Another blow to the recycling industry is the declining cost of raw plastic, which has brought down profitability. As a result, the factory has had to let go half of its workforce and halt half of its production.
Exporting plastic for recycling can hurt the environment in several ways, among them the environmental cost of transporting them long distances using polluting fuel and emitting greenhouse gases during transport, while less stringent standards of waste treatment can mean more environmental damage. Another problem is the negative message conveyed to the recycling industry in Israel. That industry was established for long-term goals and a variety of recycling activities; it might not always be profitable to export plastic, yet Israel could find itself dependent on such export.
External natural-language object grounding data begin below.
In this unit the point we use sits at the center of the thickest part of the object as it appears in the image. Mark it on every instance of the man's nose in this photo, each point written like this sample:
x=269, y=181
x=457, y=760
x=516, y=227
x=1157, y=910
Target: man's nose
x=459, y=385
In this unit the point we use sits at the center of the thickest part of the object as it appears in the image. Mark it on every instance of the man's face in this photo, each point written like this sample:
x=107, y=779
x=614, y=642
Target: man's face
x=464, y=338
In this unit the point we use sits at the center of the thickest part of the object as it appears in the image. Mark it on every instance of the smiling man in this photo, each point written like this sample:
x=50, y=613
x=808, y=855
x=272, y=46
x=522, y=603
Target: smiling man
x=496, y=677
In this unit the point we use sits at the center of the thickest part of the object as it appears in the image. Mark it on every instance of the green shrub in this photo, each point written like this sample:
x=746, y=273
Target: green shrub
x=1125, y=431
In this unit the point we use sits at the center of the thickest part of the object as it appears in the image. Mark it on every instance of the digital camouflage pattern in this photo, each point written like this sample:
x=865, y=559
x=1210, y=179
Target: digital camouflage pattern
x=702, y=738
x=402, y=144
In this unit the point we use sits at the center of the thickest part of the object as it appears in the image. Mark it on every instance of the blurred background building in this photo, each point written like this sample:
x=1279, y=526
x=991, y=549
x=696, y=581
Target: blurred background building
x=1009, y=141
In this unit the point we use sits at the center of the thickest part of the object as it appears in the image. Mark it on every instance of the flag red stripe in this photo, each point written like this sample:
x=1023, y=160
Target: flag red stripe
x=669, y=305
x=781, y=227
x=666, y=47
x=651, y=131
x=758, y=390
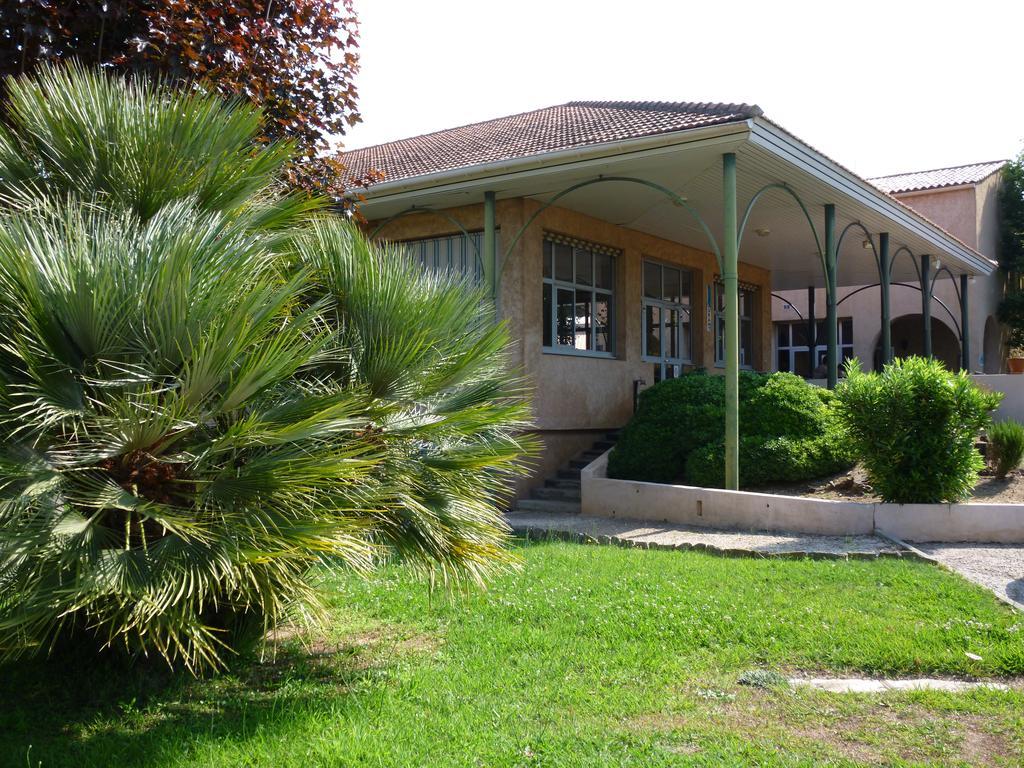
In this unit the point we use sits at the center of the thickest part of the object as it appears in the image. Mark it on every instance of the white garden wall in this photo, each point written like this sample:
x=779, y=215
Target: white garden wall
x=713, y=508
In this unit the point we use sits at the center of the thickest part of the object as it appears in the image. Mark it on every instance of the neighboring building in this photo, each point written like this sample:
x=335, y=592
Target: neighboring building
x=964, y=202
x=598, y=228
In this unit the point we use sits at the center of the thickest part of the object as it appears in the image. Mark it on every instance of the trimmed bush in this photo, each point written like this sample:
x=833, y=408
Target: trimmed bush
x=788, y=430
x=914, y=426
x=1007, y=446
x=767, y=460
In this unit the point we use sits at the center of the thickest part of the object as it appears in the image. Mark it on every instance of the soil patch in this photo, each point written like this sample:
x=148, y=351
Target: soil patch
x=854, y=486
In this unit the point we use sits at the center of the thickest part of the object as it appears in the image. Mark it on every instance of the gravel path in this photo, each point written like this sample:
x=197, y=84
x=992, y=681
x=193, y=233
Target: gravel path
x=665, y=536
x=995, y=566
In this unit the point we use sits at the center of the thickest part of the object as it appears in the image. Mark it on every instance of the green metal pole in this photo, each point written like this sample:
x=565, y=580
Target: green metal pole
x=965, y=326
x=832, y=330
x=489, y=252
x=926, y=301
x=730, y=276
x=884, y=281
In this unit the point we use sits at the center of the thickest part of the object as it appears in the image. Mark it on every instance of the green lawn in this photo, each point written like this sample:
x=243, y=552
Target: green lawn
x=589, y=656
Three weeks ago the Knesset Economics Committee met to discuss Aviv Recyling at the behest of lawmakers led by Mickey Levy (Yesh Atid). After the discussion, committee chairman Moshe Gafni (United Torah Judaism) asked the ministers of finance, economy and industry and environmental protection for help.
Seeking state subsidy
Gafni suggested that assistance could come from the cleanup fund administered by the Environmental Protection Ministry. Local councils pay into that fund for using landfill services, and the money is supposed to be earmarked for environmental purposes, including recycling. Gafni also suggested that a fund administered by the Economy Ministry for industries in financial trouble could be called on.
“I believe that the function of these funds is to help in precisely such situations when an important industry is in danger of closing, leading to the firing of 70 employees,” Gafni wrote. During the meeting, representatives of the Environmental Protection Ministry said they had approached the directors of the cleanup fund for money to help Aviv, but the Finance Ministry turned them down.
The Finance Ministry said a proposal had been made to Aviv to receive an investment grant to improve the assembly line, but Aviv had refused to accept it, even when the grant offered was increased.
“We need direct help over a long period,” Mizrahi said in response. “The law on packaging recycling, which states that the recycling will be done in Israel, must be implemented. Today they are exporting most of the bottles and the Environmental Protection Ministry calls that recycling,” Mizrahi added.
A few months ago, the Industrialists Association published a report on recycling industries, prepared by the environmental engineering company Afik, in cooperation with Dr. Yossi Inbar, director general of the Environmental Protection Ministry. According to the report, most of the recycling facilities in Israel are not classified as industrial enterprises eligible for grants according to the law governing investments in industry, because they don’t produce a product, but rather give a service.
“In a great many cases, this assumption is not precise because there is a market for recycled products,” the report said. The report also recommended that the cleanup fund channel some of its resources to assist recycling industries.